The kitchen wall would come down, opening up into one great big kitchen/family room, a place where kids would be happy, a giant island with a host of kids lined up on stools, tucking into pancakes she would be happily flipping as the children laughed.
They would be, she thought, a great combination of the two of them. Would three children be too much to ask for? Five in total? She shuddered at the thought and reduced it to two. A boy and a girl. The boy dark, like Ethan, and the girl a towhead, much as she had been.
She tuned out Ethan for a while, so caught up in the fantasy, so convinced this would be her future, she couldn’t think of anything other than how to create the house she had always wanted for the family she would now have.

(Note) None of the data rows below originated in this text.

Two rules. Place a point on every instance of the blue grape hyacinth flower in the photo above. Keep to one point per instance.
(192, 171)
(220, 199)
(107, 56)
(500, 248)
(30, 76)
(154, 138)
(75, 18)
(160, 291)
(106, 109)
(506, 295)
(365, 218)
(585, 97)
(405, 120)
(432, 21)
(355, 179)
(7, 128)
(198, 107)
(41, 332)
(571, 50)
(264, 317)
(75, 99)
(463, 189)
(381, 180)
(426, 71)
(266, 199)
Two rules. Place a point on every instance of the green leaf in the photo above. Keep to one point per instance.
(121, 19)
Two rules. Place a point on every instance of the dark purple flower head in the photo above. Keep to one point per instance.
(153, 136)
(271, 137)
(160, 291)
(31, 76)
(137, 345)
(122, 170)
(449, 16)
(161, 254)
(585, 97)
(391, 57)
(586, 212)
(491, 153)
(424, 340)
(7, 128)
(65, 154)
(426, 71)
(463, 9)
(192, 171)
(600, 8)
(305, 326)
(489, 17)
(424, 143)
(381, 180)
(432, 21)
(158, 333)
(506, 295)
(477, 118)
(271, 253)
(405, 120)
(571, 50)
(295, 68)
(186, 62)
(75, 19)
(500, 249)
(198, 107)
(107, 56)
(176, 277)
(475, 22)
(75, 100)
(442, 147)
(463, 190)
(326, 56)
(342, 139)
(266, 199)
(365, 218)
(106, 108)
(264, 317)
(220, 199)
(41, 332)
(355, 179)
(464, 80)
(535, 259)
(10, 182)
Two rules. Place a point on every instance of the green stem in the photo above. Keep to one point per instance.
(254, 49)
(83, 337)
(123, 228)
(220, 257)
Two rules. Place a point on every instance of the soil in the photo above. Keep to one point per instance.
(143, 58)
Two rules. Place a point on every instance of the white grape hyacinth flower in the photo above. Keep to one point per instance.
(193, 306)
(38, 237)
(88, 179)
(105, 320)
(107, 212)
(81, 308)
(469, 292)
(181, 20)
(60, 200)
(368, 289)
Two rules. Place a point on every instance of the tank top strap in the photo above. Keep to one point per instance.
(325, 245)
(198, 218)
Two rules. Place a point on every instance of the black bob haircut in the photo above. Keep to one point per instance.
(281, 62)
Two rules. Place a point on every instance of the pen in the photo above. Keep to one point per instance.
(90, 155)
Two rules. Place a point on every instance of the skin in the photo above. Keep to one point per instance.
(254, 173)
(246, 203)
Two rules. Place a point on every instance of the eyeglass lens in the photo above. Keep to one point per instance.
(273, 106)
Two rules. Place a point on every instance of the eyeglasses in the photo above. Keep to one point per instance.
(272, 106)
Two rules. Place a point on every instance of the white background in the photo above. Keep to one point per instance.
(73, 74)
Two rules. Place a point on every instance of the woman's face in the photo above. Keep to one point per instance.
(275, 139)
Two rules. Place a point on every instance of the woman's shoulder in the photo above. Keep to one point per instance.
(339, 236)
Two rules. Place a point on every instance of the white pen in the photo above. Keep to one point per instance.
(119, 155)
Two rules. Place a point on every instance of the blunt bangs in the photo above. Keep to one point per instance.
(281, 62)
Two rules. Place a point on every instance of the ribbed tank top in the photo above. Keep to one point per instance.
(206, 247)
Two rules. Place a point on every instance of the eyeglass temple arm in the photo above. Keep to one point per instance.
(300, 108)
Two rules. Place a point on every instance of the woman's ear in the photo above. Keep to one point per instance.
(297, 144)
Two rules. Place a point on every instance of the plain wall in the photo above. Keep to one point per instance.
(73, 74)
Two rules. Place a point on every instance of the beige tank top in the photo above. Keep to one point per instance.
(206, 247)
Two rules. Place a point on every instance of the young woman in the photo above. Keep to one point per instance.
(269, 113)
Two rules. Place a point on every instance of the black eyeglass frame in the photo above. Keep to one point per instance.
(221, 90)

Coming back to earth, she noticed there were photographs all over the house. Ethan and his girls, all of them laughing. Gorgeous girls, dark-haired, dark-eyed, who clearly adored their father. Andi had picked up one of the photos, Emily hanging around her father’s neck with a huge grin, at around seven or eight years old.
Difficult? she thought, looking into the laughing eyes of the girl in the picture. No. She just needs love. She needs the security of a loving family, of brothers and sisters, of a stepmother who will love her.
Ethan didn’t talk much about his ex-wife, which Andi liked, not being the sort of woman who needed to know everything. He had said that his ex was damaged, and cold. That he realized he couldn’t carry on without affection, with the constant negative sniping, that he felt he might die if he stayed.